You are right, it doesn’t have a LOT to do with the story, but you made me go back and double-check the story, and my friend as turns out was President, not CEO, of a non-profit that did this, allegedly. I don’t think his position entitles him to check into co-workers emails.

CEO is interesting case; in a larger company it might be advised they send some sort of investigation request to the IT department if they suspect wrongdoing just to avoid a major lawsuit. I don’t know how the law would apply, to lets say a landscaper who is CEO of his company of 5 employees that share iPhones paid by him/her, for example.

As for draft picks, duly noted thought this would be the case in the NFL.

No matter the details, this could get bad for anyone in the Cards organization caught.

To ride on the coattails of RickJay’s nice post just a bit and addressing the aforementioned Astro’s recent lack of success, they went through a period the last number of years where they’d lost a good GM, Hunsicker, their owner was looking to sell and for a period there was no firm hand on the tiller. Then post sale they embarked on a long term rebuilding program, including all the front office. As evidenced by their current drastic turnaround it’s not that they were making bad scouting or trade decisions before, it’s that they had a different focus in mind and many of those personnel decisions were in fact very astute and well researched. So even when their W/L was low there was real value in the details of the program they constructed.

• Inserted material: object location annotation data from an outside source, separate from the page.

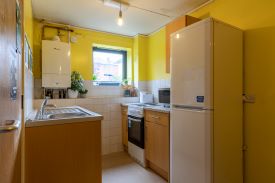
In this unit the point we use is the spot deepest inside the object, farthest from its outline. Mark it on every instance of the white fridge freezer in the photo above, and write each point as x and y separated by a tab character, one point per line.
206	99
192	141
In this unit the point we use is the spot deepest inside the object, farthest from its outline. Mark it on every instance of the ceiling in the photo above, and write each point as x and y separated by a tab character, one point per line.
93	14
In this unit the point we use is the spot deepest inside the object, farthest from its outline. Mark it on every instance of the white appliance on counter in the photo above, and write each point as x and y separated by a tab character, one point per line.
206	100
56	64
146	98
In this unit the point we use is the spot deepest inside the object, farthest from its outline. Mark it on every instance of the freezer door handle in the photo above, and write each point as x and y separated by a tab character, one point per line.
9	125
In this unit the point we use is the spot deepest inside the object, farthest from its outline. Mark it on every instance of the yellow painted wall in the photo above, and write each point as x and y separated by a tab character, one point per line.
260	118
245	14
81	51
141	58
157	56
28	20
257	19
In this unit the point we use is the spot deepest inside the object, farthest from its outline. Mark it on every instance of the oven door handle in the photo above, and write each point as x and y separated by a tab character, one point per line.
132	119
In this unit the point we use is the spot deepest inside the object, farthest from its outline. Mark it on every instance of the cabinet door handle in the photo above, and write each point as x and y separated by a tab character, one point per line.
155	117
9	125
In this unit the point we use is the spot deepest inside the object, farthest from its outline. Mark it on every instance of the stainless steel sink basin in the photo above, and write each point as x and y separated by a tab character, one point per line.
65	115
62	113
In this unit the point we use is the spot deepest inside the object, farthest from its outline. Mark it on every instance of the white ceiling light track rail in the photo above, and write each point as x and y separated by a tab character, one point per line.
123	6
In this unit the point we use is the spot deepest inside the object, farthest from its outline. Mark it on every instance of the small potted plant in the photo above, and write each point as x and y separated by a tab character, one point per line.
83	93
76	84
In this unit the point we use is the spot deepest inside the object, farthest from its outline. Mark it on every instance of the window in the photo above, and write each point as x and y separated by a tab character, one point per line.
110	66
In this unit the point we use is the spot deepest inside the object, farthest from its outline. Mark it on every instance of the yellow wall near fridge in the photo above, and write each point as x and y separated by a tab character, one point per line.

Bumping this thread from June with an update.

On Friday, former Cardinals’ scouting director Chris Correa pleaded guilty to unauthorized access of the Astros’ player database. (see hereand here).

Correa was fired last year after word of the hacking broke. The DOJ press releasehas a pretty good description of what Correa admitted. It says no other officials have been charged, but I don’t know if the DOJ considers the case closed or if other charges might be coming out.

One thing that still puzzles me is that some of the data was reported to have wound up on AnonBin. I wonder how it wound up there. Did Correa or someone else in the Cards organization leak it there for some reason? Or did another unrelated hack expose the data coincidentally? Weird.

The full plea agreement (PDF) has more detail, starting on Page 6.